L’Italia, all’epoca avente una serie di forti aziende multinazionali, un sistema pubblico/privato in essere, con IRI, ENI, EFIM e TELECOMUNICAZIONI, etc., da un punto di vista geopolitico, geoeconomico, e geostrategico godeva di una certa penetrazione ed influenza consistente tanto nell’ambito Mediterraneo – tanto in Tunisia quanto in special modo in quello orientale (proiettata così a partire dalle coste verso l’interno e dunque il Medio Oriente) – ed anche nell’area della Penisola Balcanica. Certo, molte realtà di cotale imponente impianto d’imprese partecipate statali avrebbero dovuto essere magari riviste, razionalizzate, risanate, messe in mano a persone capaci più che a raccomandati, etc. Ma, strutturalmente, quelli erano gli strumenti – “l’arsenale” economico, in quanto complesso asset strutturale – per la nuova era di competizione che si stava aprendo.

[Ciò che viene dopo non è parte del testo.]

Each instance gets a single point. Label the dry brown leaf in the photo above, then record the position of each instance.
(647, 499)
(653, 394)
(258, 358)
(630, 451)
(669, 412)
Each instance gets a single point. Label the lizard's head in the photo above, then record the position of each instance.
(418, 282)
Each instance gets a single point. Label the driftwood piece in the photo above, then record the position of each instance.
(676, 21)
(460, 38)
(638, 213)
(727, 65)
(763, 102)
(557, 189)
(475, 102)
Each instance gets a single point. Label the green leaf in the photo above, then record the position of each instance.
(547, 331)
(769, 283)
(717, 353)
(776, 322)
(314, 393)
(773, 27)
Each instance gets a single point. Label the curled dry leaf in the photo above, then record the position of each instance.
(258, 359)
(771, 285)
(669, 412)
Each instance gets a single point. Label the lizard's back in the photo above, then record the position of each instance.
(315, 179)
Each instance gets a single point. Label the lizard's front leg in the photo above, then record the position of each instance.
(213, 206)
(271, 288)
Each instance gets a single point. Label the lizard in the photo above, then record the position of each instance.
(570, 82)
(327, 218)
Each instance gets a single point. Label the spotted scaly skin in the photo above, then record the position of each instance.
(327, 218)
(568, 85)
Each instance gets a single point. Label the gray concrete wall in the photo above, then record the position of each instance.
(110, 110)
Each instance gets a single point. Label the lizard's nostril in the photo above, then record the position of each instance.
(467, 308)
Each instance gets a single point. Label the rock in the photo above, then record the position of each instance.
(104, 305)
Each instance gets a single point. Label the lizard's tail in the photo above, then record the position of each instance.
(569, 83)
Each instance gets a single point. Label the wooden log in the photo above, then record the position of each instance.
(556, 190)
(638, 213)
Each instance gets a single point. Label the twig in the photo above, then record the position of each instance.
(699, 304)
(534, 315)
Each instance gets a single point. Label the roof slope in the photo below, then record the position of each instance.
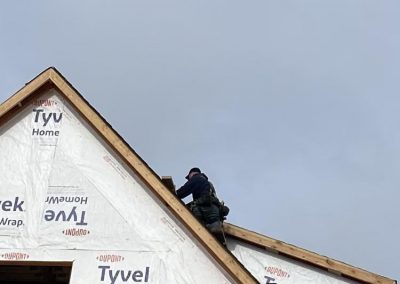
(303, 255)
(51, 78)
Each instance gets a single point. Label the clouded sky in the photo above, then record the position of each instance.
(290, 107)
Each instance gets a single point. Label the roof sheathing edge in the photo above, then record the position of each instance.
(305, 256)
(25, 92)
(227, 261)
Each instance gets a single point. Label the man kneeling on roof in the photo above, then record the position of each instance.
(205, 205)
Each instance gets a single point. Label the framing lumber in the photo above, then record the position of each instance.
(51, 76)
(303, 255)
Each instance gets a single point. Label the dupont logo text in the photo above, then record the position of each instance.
(11, 206)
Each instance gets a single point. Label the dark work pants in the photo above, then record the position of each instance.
(207, 214)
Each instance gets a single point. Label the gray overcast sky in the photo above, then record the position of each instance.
(290, 107)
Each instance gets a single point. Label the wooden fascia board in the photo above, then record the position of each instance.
(227, 261)
(25, 92)
(304, 255)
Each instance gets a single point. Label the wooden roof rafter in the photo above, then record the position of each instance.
(296, 253)
(52, 78)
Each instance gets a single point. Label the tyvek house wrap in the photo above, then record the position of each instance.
(66, 196)
(268, 267)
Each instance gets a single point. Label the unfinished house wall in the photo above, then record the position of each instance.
(66, 196)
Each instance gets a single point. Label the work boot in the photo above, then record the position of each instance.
(215, 227)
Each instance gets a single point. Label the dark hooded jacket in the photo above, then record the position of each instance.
(197, 185)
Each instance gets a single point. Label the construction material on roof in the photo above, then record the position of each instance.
(74, 191)
(277, 261)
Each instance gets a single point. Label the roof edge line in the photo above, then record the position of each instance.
(304, 255)
(25, 91)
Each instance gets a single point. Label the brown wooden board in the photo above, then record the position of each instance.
(303, 255)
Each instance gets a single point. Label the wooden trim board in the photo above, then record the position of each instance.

Eppure, in Italia, nei primissimi anni ‘90, nel giro di pochissimi anni, tutto è stato distrutto. Si è salvata l’ENI perché, forse, ci sarebbe venuta a mancare persino la benzina e se ne sarebbero accorti addirittura i più assopiti e/o stolti. Ma gli asset industriali strategici

in ambiti quali l’acciaio, gli alimentari, l’industria delle armi, le telecomunicazioni, etc., sono stati tutti smembrati. Nella fattispecie è stato tutto “privatizzato” per gli “amici” (di chi all’epoca era classe dirigente politica). Ma, di rimpetto, strutturalmente, a livello storico, così come anche geopolitico, il sistema Italia è stato messo in condizione tanto di non nuocere ai propri competitori quant’anche di non costituire più un pericolo alcuno – quant’anche un fastidio – per gli alleati più intelligenti e maggiormente dominanti.
Note:
1 Cfr. Abad, Robert, Trade Wars in the 21st Century: Perspectives From the Frontline, in Western Asset (website), Pasadena, California, U.S., Western Asset Management Company, August, 2018, https://www.westernasset.com/au/qe/pdfs/whitepapers/trade-wars-in-the- twenty-first-century-2018-08.pdf, consultato in data 14/09/2023.
2 Cfr. Lanchman, Desmond, On the Road to a US-German Trade War, in Official Monetary and Financial Institutions Forum – OMFIF (website), London, U.K – Singapore, 31/07/2019; ed anche: cfr. Ehrenfreund, Max, ‘We are in a trade war,’ Trump’s commerce secretary says after stern German warning, in The Washington Post, Washington D.C., U.S., Nash Holdings LCC, 31/03/2017.
3 Cfr. Hughes, Neil C., A Trade War With China?, in Foreign Affairs, New York, U.S., Council on Foreign Relations, Vol. 84, No. 4 (Jul. – Aug.), 2005, pp. 94–106; ed anche: cfr. AA.VV., Trade, War, and China in the 21st Century. Beyond TPP – Does America Need a New Global Strategy? (panel), New America Foundation, Washington D.C., U.S, 21/09/2016, https://www.newamerica.org/open-markets/events/trade-war-and-china-21st- century/, consultato in data 14/09/2023; ed anche: cfr. U.S. – China Trade Dispute (topic), in Financial Times, London, U.K., The Financial Times Ltd. (Nikkei, Inc.), https://www.ft.com/us-china-trade-dispute, consultato in data 14/09/2023.
4 Von Clausewitz, Carl, Della guerra, Torino, Einaudi, 2007, p.18.